Yellowstone National Park has confirmed that they had to put down a baby bison after a visitor purposefully touched it.
The young bison, who was being taken care of by the famous national park in Wyoming, got separated from its mother, as stated by the park officials.
According to the park, a visitor tried to assist the baby bison in rejoining its group. However, despite the park rangers' efforts to reunite them, the calf was rejected.
Due to safety concerns, the park made the difficult decision to euthanize the calf. It had been abandoned by its herd and was approaching cars and people along the road, creating a potentially dangerous situation.
The park shared this information in an official news release on Tuesday, May 23.
Law enforcement officers at Yellowstone are now seeking information from the public regarding the incident, which took place on the evening of May 20, 2023, in the park's northeast corner.
The park stated that the individual "intentionally disturbed the calf' which 'resulted in the death of the calf."
"An unidentified white male in his 40-50's, wearing a blue shirt and black pants, approached a newborn bison calf in Lamar Valley near the confluence of the Lamar River and Soda Butte Creek," the park announced on Tuesday.
"The calf had been separated from its mother when the herd crossed the Lamar River. As the calf struggled, the man pushed the calf up from the river and onto the roadway. Visitors later observed the calf walk up to and follow cars and people."
"Interfering with wildlife can lead to them being rejected by their parents," they further explained.

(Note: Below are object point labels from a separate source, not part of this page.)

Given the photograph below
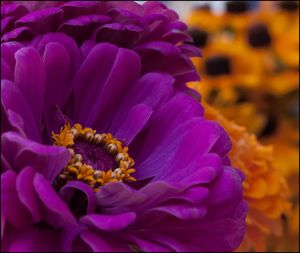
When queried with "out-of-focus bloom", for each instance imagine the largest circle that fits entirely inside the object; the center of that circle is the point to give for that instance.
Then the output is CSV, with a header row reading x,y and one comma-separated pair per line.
x,y
134,165
265,189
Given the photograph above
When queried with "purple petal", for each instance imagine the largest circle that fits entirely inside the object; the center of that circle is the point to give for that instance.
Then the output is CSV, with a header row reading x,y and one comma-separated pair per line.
x,y
27,194
118,197
20,33
96,242
11,207
13,10
152,89
5,71
21,152
12,99
70,45
136,120
123,35
30,78
35,240
8,50
42,21
81,27
181,211
57,212
110,222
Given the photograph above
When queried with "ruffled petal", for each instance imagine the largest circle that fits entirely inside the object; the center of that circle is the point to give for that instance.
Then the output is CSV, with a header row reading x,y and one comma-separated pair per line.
x,y
42,21
21,152
57,213
30,78
11,207
27,194
136,120
13,100
110,222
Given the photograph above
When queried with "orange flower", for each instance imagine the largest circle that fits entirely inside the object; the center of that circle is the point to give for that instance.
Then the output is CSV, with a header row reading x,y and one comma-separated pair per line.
x,y
265,189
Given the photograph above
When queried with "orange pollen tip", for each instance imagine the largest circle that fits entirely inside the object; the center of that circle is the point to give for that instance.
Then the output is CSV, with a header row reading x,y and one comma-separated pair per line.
x,y
77,170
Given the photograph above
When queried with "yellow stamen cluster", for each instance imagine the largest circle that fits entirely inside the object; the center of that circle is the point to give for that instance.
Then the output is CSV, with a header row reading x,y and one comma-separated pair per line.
x,y
76,170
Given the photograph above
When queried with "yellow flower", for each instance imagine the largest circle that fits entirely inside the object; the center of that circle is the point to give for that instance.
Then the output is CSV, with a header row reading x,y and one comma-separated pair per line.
x,y
265,189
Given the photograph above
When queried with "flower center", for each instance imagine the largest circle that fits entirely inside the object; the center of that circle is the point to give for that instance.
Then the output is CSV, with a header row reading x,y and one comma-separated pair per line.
x,y
96,159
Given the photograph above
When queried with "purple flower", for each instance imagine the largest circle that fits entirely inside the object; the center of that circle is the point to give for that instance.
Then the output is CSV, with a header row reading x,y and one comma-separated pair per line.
x,y
102,147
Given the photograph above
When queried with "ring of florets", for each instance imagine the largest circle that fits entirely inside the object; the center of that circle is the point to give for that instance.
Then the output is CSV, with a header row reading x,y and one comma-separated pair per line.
x,y
76,169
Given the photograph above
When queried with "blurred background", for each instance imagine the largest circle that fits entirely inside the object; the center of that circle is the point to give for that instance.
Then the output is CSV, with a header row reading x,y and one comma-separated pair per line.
x,y
250,73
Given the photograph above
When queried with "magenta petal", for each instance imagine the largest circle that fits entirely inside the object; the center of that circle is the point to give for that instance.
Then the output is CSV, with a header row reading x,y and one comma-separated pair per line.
x,y
82,27
30,78
2,225
8,50
123,35
148,245
27,194
57,212
89,72
45,20
118,197
57,64
109,222
200,139
70,45
11,207
21,152
20,33
152,89
96,242
124,72
13,10
136,119
10,93
181,211
35,240
5,71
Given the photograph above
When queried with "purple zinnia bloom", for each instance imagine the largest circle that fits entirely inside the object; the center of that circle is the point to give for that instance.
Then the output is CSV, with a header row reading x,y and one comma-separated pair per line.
x,y
103,148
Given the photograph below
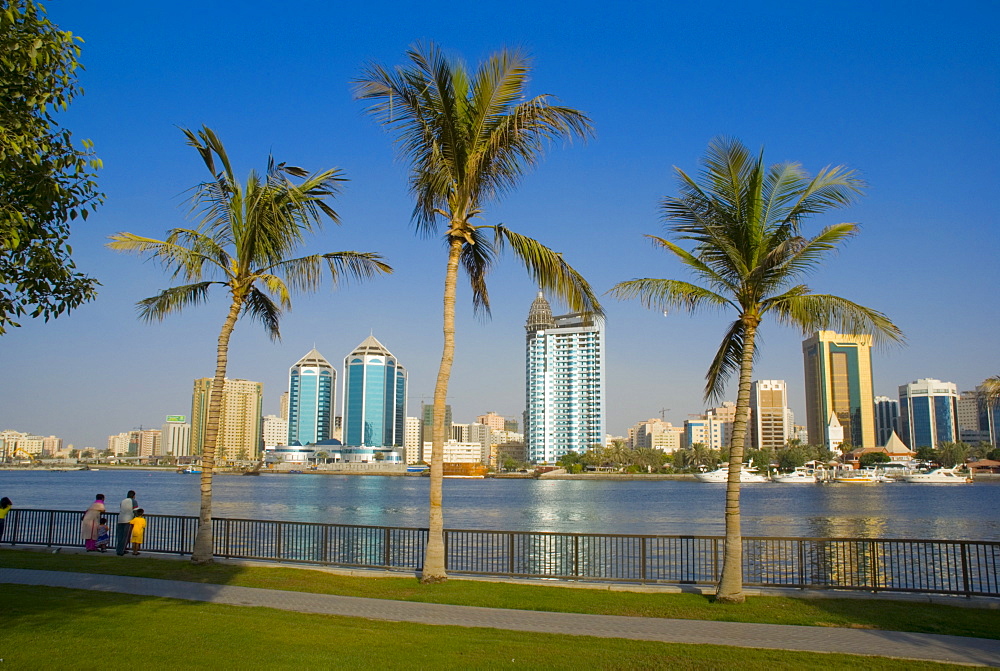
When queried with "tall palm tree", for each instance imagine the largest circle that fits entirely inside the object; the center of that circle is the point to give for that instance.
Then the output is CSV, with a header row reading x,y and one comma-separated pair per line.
x,y
469,137
246,233
744,219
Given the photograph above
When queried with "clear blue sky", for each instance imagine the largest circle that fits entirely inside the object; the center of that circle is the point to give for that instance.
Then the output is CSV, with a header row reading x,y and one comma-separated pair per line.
x,y
905,93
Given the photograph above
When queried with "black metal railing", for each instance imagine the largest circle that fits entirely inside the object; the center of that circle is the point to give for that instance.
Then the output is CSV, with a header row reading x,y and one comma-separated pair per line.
x,y
968,568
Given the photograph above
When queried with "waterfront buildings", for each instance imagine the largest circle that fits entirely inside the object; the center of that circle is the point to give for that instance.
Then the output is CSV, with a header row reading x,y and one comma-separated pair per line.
x,y
274,431
838,379
374,396
770,419
311,395
713,429
564,385
412,440
239,421
176,436
928,413
886,419
656,434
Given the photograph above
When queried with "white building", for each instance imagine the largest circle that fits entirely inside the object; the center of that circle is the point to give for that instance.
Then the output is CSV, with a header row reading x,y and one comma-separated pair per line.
x,y
770,424
411,440
176,436
564,383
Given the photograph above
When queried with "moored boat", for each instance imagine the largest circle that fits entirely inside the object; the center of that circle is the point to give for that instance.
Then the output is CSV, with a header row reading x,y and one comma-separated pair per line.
x,y
938,476
722,475
801,475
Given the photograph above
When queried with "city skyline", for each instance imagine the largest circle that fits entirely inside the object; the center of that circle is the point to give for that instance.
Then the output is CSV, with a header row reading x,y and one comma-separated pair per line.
x,y
907,98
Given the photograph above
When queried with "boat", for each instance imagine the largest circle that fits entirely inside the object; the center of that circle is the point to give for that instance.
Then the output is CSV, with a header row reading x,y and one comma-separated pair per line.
x,y
862,476
938,476
722,475
800,475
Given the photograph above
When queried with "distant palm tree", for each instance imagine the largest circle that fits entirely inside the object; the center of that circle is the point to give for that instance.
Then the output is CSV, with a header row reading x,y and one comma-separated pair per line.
x,y
246,234
469,137
743,219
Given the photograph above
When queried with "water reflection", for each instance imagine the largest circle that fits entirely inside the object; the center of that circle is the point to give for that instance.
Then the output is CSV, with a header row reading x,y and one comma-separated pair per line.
x,y
891,510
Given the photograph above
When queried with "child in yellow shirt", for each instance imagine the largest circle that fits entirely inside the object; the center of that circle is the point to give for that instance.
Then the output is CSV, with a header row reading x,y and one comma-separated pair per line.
x,y
138,530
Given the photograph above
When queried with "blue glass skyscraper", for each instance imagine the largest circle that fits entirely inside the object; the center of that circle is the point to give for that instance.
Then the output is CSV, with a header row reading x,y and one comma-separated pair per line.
x,y
374,396
312,382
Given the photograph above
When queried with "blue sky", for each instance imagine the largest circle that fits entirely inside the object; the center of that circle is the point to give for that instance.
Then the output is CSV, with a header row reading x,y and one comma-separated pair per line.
x,y
905,93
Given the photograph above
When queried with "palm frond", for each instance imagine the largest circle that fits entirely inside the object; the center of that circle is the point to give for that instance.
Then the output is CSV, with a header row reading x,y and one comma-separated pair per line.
x,y
173,300
814,312
726,362
667,295
260,307
550,271
478,257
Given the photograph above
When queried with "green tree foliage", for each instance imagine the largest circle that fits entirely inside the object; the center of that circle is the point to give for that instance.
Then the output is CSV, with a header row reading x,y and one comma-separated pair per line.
x,y
242,245
748,256
45,181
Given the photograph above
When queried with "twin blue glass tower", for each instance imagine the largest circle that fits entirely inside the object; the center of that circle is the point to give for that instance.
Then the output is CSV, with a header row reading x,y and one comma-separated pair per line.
x,y
374,398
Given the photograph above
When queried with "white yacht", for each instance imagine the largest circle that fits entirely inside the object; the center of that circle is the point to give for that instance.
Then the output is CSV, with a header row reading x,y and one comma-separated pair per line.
x,y
722,475
938,476
800,475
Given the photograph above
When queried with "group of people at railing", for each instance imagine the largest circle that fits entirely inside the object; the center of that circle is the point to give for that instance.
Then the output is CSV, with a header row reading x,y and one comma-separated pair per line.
x,y
131,526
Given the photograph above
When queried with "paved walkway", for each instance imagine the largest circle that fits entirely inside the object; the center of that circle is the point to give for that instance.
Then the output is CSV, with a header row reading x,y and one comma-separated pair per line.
x,y
931,647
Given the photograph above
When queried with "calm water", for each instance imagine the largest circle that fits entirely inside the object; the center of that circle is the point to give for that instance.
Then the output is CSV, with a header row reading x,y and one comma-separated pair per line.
x,y
891,510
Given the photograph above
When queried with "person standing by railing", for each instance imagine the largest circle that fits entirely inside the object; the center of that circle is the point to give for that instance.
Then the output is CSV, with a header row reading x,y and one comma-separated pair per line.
x,y
5,506
91,522
125,515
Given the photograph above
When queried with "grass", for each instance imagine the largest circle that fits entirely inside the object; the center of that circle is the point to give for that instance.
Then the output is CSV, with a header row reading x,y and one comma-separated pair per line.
x,y
53,628
857,613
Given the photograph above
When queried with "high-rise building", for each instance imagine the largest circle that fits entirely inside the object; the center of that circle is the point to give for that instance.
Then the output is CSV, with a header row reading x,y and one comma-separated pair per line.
x,y
239,420
886,419
656,434
427,414
374,397
713,429
312,385
274,431
412,441
838,377
770,423
176,440
564,384
492,420
928,413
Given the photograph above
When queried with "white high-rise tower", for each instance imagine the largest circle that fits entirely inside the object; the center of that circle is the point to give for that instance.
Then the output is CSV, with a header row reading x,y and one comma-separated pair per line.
x,y
564,383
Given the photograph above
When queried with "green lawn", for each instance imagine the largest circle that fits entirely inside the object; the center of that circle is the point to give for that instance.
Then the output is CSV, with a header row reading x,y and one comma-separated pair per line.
x,y
867,613
53,628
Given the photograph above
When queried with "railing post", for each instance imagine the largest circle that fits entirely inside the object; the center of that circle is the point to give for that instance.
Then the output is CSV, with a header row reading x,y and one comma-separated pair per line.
x,y
965,570
874,562
510,552
642,558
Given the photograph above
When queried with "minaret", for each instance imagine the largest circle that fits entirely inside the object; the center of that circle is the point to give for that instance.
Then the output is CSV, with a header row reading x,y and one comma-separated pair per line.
x,y
539,316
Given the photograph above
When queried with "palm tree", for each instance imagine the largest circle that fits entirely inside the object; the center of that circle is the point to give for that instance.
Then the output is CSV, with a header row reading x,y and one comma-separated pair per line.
x,y
469,137
246,233
744,219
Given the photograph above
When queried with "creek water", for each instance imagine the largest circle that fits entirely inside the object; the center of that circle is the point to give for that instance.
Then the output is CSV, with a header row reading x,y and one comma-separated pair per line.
x,y
887,510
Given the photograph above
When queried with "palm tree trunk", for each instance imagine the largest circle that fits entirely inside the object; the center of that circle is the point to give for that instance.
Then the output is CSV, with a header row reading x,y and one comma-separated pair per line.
x,y
730,589
434,558
203,543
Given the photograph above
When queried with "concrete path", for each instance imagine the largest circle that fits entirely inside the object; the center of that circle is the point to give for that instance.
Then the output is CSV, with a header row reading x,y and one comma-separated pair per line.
x,y
901,645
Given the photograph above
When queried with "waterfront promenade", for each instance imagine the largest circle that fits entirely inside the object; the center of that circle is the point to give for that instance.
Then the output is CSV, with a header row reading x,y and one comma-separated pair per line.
x,y
899,645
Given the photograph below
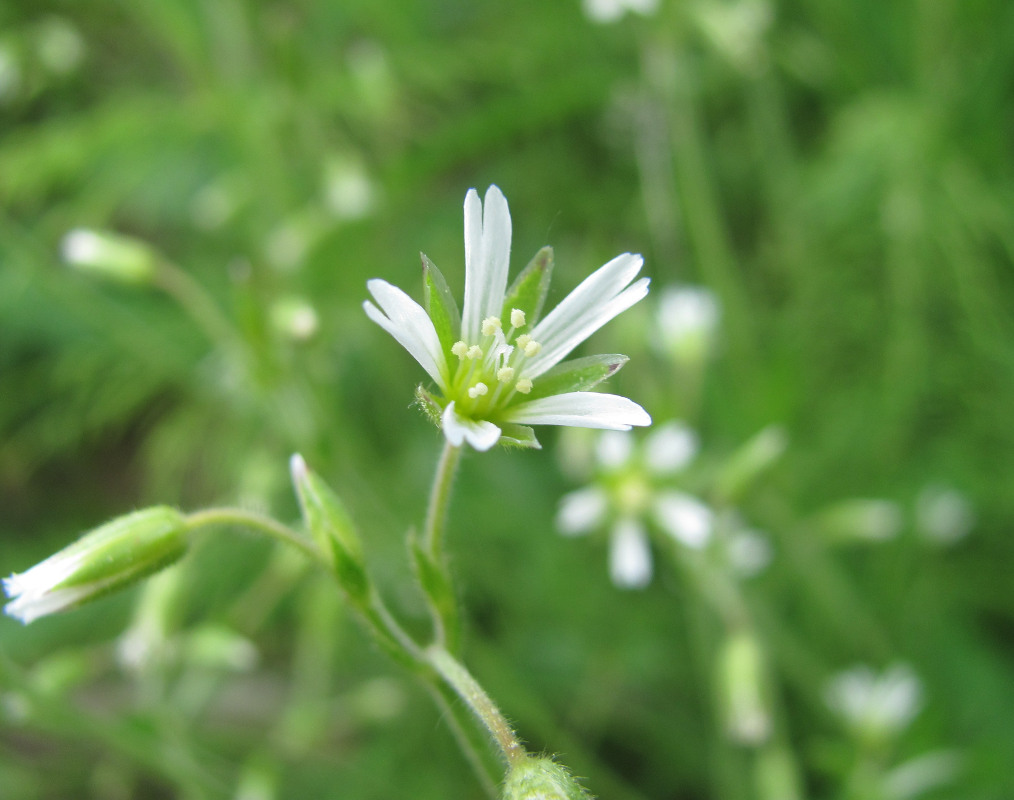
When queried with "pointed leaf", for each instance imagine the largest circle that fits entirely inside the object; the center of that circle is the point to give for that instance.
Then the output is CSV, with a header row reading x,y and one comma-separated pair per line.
x,y
529,288
440,304
577,374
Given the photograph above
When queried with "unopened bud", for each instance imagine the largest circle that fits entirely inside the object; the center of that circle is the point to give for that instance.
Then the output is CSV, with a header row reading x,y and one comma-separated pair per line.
x,y
747,720
333,529
861,519
539,778
110,256
106,559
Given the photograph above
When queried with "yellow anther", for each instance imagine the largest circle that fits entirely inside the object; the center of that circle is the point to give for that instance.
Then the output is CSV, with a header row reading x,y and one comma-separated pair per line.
x,y
491,324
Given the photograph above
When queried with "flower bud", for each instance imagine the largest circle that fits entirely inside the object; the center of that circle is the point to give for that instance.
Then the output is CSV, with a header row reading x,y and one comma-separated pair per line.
x,y
333,529
539,778
110,256
106,559
747,720
861,519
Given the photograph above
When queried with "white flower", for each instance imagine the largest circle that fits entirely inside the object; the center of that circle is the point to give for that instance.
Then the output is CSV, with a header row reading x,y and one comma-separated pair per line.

"Interference by people can cause wildlife to reject their offspring. In this case, park rangers tried repeatedly to reunite the calf with the herd. These efforts failed."
The park staff had to put down the calf because it was left behind by its herd and was creating a dangerous situation by getting too close to cars and people on the road.
According to the park rules, visitors are required to keep a distance of 25 yards (23m) from all wildlife, such as bison, elk, and deer. For bears and wolves, the distance should be 100 yards (91m).
Yellowstone is currently conducting an investigation into the incident.
"Disregarding these regulations can result in fines, injury and even death. The safety of these animals, as well as human safety, depends on everyone using good judgment and following these simple rules."